Marconi Stock Tanks
The avalanche followed a day of high drama yesterday when Marconi requested the suspension of trading of its shares on the LSE, on a day when Nasdaq was closed anyhow because of the public holiday in the U.S.
At the time that Marconi asked for trading to be suspended, yesterday morning, it said that regulatory requirements made this necessary because it was announcing the disposal of its medical systems business in the morning and its board was meeting during the day with a view to issuing a trading statement afterwards.
In the trading statement issued last night, Marconi warned that operating profits would be halved in this financial year, ending March 31, 2002 (see Marconi Issues Profits Warning). Sales would also be 15 percent lower. The company plans to trim another 4,000 jobs, on top of the 3,000 it announced in April.

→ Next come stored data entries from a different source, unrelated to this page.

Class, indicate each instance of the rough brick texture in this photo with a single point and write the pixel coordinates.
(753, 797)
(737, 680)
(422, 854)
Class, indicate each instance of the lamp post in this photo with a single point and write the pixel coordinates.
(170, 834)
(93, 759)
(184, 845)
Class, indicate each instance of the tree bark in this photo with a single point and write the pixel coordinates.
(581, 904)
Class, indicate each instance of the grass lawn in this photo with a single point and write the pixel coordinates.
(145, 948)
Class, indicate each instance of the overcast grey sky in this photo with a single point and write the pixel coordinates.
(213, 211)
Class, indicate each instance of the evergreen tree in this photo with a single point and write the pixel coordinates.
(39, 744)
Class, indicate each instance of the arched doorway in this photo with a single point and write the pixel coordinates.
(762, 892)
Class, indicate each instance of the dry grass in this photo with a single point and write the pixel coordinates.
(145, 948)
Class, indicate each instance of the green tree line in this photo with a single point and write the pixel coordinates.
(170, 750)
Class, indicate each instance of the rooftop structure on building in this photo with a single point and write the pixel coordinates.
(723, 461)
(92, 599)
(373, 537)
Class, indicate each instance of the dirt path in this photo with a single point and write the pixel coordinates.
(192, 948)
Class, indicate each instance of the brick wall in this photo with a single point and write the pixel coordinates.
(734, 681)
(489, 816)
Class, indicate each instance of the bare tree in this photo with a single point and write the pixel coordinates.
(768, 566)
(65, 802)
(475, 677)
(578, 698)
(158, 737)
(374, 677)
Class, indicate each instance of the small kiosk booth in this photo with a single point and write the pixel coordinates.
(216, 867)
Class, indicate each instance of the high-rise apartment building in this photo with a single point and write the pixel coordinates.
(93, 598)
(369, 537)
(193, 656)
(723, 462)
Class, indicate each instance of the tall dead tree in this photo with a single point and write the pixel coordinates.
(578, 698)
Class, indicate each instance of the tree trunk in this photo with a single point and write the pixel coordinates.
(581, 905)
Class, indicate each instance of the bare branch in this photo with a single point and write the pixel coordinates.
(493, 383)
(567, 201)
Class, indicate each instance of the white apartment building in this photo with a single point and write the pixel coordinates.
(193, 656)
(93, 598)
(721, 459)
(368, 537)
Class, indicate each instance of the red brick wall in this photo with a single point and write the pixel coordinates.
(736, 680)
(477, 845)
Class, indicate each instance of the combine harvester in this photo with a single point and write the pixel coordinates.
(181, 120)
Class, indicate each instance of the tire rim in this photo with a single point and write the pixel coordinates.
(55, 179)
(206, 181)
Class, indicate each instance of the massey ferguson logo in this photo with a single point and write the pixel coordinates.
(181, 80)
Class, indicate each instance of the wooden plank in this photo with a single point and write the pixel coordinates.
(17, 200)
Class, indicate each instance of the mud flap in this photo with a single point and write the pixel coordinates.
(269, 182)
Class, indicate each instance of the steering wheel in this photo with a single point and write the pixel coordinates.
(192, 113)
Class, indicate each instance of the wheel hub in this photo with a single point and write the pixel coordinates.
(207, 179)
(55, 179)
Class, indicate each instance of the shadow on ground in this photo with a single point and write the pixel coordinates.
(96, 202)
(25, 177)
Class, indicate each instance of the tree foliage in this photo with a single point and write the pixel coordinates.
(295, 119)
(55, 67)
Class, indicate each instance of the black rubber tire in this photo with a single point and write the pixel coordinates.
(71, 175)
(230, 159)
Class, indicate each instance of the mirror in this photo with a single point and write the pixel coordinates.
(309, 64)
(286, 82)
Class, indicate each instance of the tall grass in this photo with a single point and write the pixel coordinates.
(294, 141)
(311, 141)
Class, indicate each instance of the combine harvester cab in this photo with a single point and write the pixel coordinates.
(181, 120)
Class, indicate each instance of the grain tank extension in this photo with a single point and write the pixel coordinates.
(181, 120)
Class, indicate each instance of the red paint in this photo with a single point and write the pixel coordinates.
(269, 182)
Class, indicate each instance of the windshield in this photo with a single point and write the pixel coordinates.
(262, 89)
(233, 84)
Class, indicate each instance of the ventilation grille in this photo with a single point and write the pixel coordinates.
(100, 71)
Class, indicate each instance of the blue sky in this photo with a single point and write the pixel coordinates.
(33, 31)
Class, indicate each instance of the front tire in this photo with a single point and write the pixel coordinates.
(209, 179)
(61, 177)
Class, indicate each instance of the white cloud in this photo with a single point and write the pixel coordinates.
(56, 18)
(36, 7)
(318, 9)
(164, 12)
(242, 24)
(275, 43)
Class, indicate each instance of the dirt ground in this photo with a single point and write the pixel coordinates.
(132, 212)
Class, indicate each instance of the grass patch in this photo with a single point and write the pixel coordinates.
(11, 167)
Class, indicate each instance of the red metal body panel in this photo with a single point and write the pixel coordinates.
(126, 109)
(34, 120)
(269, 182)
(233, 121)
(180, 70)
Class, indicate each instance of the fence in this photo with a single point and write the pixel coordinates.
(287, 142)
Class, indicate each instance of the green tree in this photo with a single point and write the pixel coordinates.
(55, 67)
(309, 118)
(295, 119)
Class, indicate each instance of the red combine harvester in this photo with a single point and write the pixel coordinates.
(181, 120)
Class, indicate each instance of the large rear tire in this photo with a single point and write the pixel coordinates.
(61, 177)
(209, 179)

The profits warning will have come as a nasty surprise for some investors, who may have been lulled into a false sense of security after statements made by George Simpson, Marconi's CEO, less than a couple of months ago.
At the time Marconi issued its annual results, on May 17, 2001, Simpson said: "We anticipate the market will recover around the end of this calendar year, initially led by European incumbent and established operators. On this basis, we believe that we can achieve growth for the full year."
In a conference call this morning, deputy CEO John Mayo acknowledged that Marconi's prospects had taken a sudden turn for the worse. He pinned part of the blame for this on the huge amount of money -- $100 billion, he said -- that European incumbents have paid out for third-generation mobile licenses. These carriers, many of which are Marconi customers, have had to pull in their horns on day-to-day investments as a result.
"When the finance directors turn off the tap, it happens suddenly," Mayo said. He went on to say that the converse is also true. Carriers will have to resume investment sooner or later, and when the finance directors turn the tap back on, Marconi will be well positioned to take advantage.
Investors don't appear to share that view, judging by the stock market reaction this morning. Many of them appear to be howling for Simpson's blood.
Simpson is planning to make way for Mayo to take over as CEO, by taking the post of chairman. Opposition to this appears to be growing, judging by the remarks of one of Marconi's top five shareholders, quoted in the Financial Times today.
In the conference call this morning, Mayo contended that even after yesterday's profit warning, Marconi was in better financial shape than many of its competitors.
"We are still expecting to report operating profits, and we're still expecting to be reporting positive cash flow, allowing us to use the proceeds of any disposals to pay down debt," he said.
Marconi hasn't indulged in financing carriers and has paid "relatively low multiples" for the acquisitions it's made, unlike many of its major large competitors, Mayo said. "Our customer base is made up of the major PTTs and ILECs of the U.S., and we see these players being strong and long-term survivors." Marconi is winning plenty of monster "frame contracts" with these carriers, but the operators' finance departments have put blocks on issuing purchase orders against these contracts in many instances, Mayo said.
"We believe this is a deferral and not a long-term famine," he added. "As traffic rates in our major customers continue to rise in an unabated fashion, they'll have to return to investment at some point... [Marconi] is well set to rebound when customers turn back to investing."